Wozniak's personal computer — assembled, famously, in Steve Job's family garage — was the first in history to have a typewriter-style keyboard and a television-like screen. In 1976, he and Jobs co-founded the Apple Computer company and started selling computers to local dealers. Why the name "Apple?"

"'Apple' is a good, healthy word for the home," Wozniak explains. "Everybody has apples at home. We were going to build computers for the home. 'An apple a day' for the teacher — you know, good-sounding things. So you didn't need a big, technical name for this small computer."

Steve Wozniak will always be remembered for inventing the personal computer. In 2000, he was inducted into the National Inventors Hall of Fame. But he says the time he's valued most was the nine years he spent teaching public elementary school in the 1990s — as well as the private time with his three children.
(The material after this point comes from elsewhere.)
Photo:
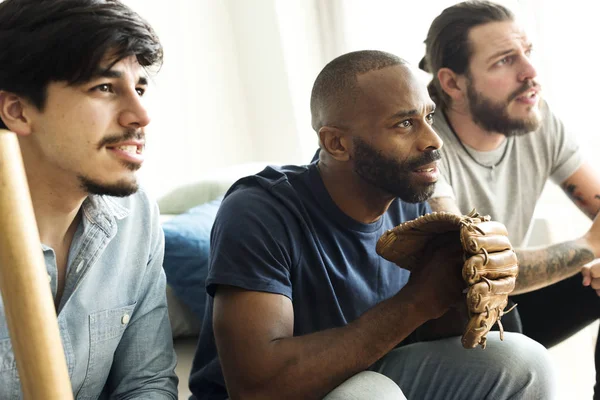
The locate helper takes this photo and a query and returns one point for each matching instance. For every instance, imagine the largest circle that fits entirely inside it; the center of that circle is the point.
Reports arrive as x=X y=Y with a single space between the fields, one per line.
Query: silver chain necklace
x=490 y=167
His inventions have earned him millions of dollars — and over the years he's given away millions to support charitable groups, educational technology initiatives and international exchange programs. He's seen adversity, too — surviving a private airplane crash in 1981 that erased his memory for five weeks.

Steve Wozniak got his memories back, thankfully, and he's sharing them in his new autobiography titled "iWoz — How I Invented the Personal Computer, Co-founded Apple, and Had Fun Doing It."